Boston University Department of Biology

Faculty Profiles

Current Research

My scholarly interests are the proteins which make up the adhesion-signaling complexes on the surface of cells in a developing multicellular organism, specifically the neurons and glial cells of the developing chick nervous system. The effective function of cell adhesion complexes is critical to establishment and maintenance of the differentiated state. Earlier research probed the role of the cell membrane and membrane lipid – protein complexes in fusion of embryonic chick myoblasts into multi-nuclear muscle cells. More recent research investigated the possible roles of integrins, cadherins and lipid raft components in one cell-cell adhesion complex in the developing retina of chick embryos. We had shown that interference with this cell adhesion blocks further neuronal cell differentiation and initiates apoptosis. Using the activity of a tissue-specific cell surface protein disulfide isomerase as a probe, we demonstrated that cell adhesion by this complex involves rearrangement of disulfide bonds. Using a combination of cell adhesion assays, isolation of interacting proteins and mass spectroscopy, we started to identify the different molecules which make up this adhesion complex, the substrates and binding targets for the isomerase and the actual cell-linking proteins. Subsequent work might differentiate this isomerase-dependent adhesion complex from, at least, two other adhesion complexes on the surface of retina cells and allow tracing of the signal the signal transduction pathways back to the blocks to neuronal cell differentiation and the initiation of apoptosis. I am no longer pursuing active research nor accepting new graduate students.

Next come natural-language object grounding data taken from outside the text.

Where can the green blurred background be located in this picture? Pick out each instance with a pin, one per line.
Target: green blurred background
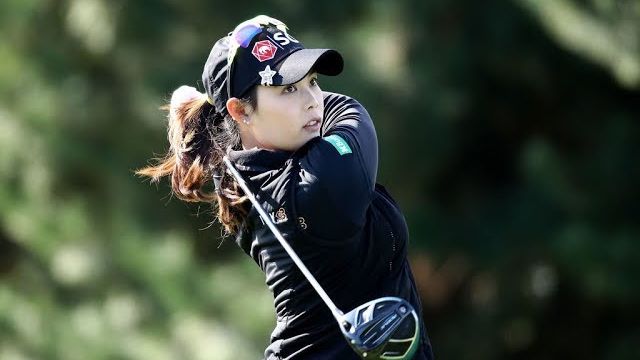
(509, 133)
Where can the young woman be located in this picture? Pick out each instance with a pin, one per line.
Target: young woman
(311, 159)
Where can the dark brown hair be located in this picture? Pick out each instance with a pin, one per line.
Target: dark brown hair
(198, 140)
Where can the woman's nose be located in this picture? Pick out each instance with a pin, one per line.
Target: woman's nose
(312, 98)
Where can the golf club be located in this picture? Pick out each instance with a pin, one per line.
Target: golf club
(384, 328)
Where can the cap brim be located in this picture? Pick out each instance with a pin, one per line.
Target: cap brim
(297, 65)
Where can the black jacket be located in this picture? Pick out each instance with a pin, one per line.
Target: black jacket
(346, 229)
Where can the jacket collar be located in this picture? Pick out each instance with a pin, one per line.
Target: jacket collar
(259, 160)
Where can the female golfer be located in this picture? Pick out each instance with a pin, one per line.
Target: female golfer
(311, 158)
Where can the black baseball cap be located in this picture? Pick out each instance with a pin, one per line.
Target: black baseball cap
(261, 51)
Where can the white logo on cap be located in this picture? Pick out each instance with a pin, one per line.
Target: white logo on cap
(267, 76)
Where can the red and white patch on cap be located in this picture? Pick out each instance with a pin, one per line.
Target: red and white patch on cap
(264, 50)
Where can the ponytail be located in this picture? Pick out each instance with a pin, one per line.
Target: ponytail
(198, 140)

I am focusing on graduate and undergraduate teaching, writing review articles and cell biology textbook revision.

Courses Taught

• BI203 Cell Biology
• BI 213 Honors Cell Biology
• BI 708 Biochemical and Molecular Aspects of Development

Selected Publications

• Hausman RE (2006). Ocular extracellular matrices in development. Progress in Retinal and Eye Research. 26, 162-188.
• Mukherjee RS, Hausman RE (2004). Cloning of chicken choline acetyltransferase and its expression in the developing chick retina. Mol. Brain Res. 129, 54-66.
• Pariser HP, Zhang J, Hausman RE (2000). The cell adhesion molecule, retina cognin, is a cell surface protein disulfide isomerase that uses disulfide exchange activity to modulate cell adhesion. Exptl. Cell Res. 258, 42-52.
• Pariser HP, Rakeman A, Hausman RE (1998). Thioreductase activity of retina cognin and its role in cell adhesion. Develop. Brain Res. 111, 1-9.
• Holdengreber V, Ren Y, Ben-Shaul Y, Hausman RE (1998). Co-localization of the insulin receptor, jun protein and choline acetyltransferase in embryonic chick retina. Exptl. Eye Res. 66, 307-314.
• Hausman RE, Ren Y, Ruiz JF, Shah BH. (1998). Insulin-mediated stimulation of ChAT and c-Jun in the developing retina neurons involves PI 3-kinase. Biochem. Soc. Trans. 26, S312.
• Phillips JL, Tolan DR, Hausman RE (1997). Antisense inhibition of retina cognin expression modulates differentiation of retinal neurons in culture. Mol. Vision 3, 12 
• Phillips JL, Holdengreber V, Ben-Shaul Y, Zhang J, Tolan DR, Hausman RE (1997). Developmental localization of retina cognin synthesis by in situ hybridization. Develop. Brain Res. 104, 143-152.